A proposta, que visa revolucionar a validação de identidade digital, também tem levantado preocupações quanto à privacidade e segurança dos dados sensíveis envolvidos no processo.
O objetivo do projeto é criar uma “prova de humanidade”, diferenciando pessoas de robôs e inteligências artificiais na era digital. A tecnologia utiliza o World ID, um passaporte digital baseado na biometria da íris que permite comprovar a identidade de forma anônima. Apesar da inovação, especialistas alertam para os potenciais riscos de segurança e os perigos associados à entrega desse tipo de dado sensível.
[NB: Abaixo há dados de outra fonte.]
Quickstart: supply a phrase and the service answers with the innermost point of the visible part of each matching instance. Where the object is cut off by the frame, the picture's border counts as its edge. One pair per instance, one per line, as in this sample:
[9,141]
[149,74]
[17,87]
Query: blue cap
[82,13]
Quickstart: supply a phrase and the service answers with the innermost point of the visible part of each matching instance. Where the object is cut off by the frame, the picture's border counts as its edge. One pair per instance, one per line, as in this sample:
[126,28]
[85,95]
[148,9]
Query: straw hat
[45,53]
Como funciona o projeto World?
O processo de participação ocorre em duas etapas: download do World App, onde o usuário configura uma carteira digital e cria sua conta e o escaneamento da íris com o dispositivo Orb, que é um aparelho esférico desenvolvido pela Tools for Humanity que escaneia a íris e gera um código criptografado, supostamente sem armazenar imagens do usuário.
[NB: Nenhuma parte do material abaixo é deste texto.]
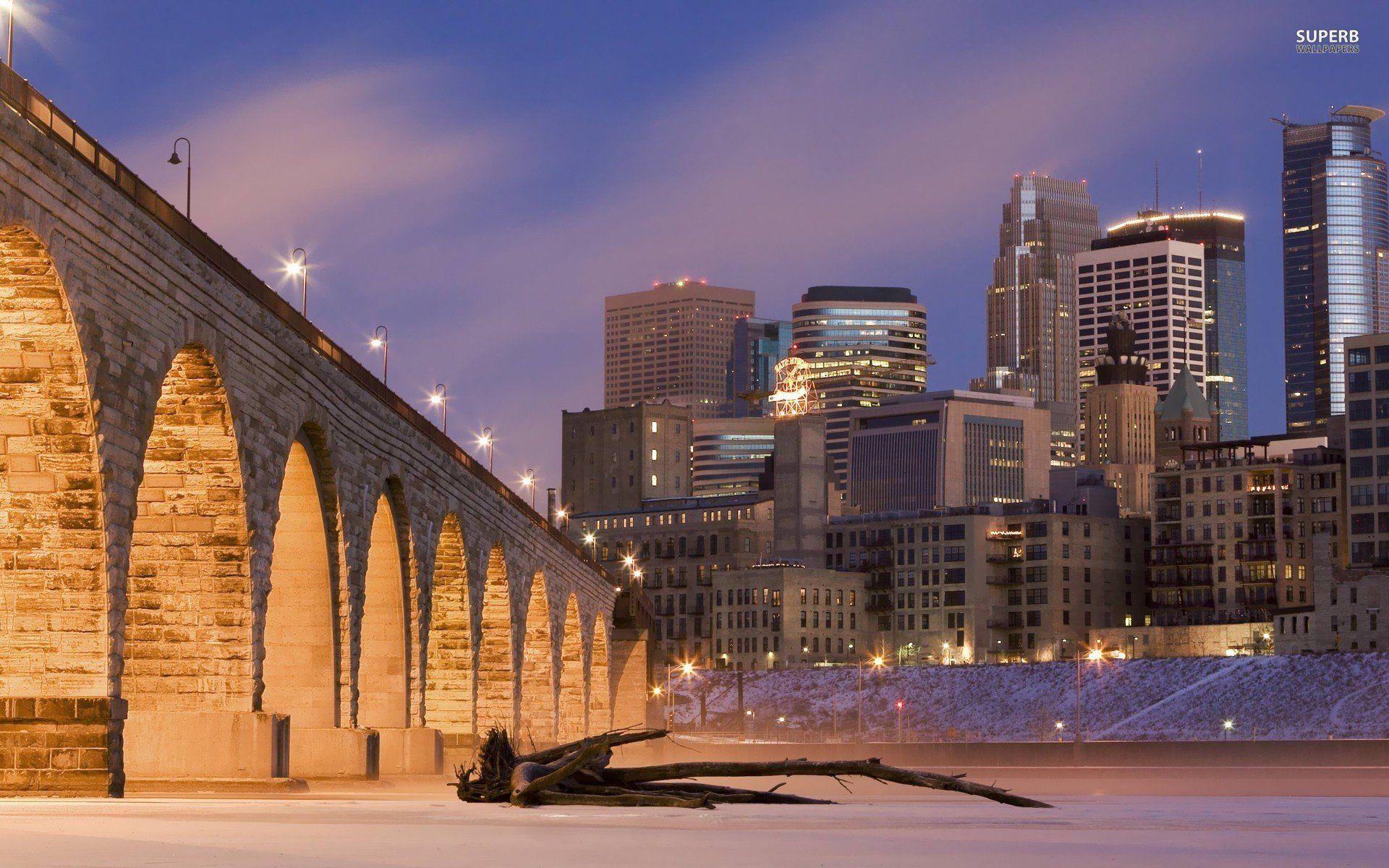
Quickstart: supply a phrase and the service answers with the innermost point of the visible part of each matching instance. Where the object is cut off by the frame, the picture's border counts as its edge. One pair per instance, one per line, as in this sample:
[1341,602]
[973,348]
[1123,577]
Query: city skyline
[464,291]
Atualmente, os pontos de coleta estão concentrados apenas em São Paulo (SP). Em troca, os participantes recebem tokens WLD, cujo valor aproximado por pessoa tem sido de R$ 740. Desde o lançamento, mais de 115 mil brasileiros concluíram a verificação em menos de um mês, enquanto cerca de 540 mil já baixaram o aplicativo no país, segundo dados da empresa.

Embora a tecnologia seja inovadora, especialistas em direito digital e inteligência artificial destacam os riscos associados ao projeto. Em entrevista ao Portal RIOS DE NOTÍCIAS, o advogado em direito digital Aldo Evangelista e a pesquisadora Laize Minelli alertaram para os perigos de compartilhar a biometria da íris, um dado altamente sensível, especialmente em troca de um benefício financeiro imediato.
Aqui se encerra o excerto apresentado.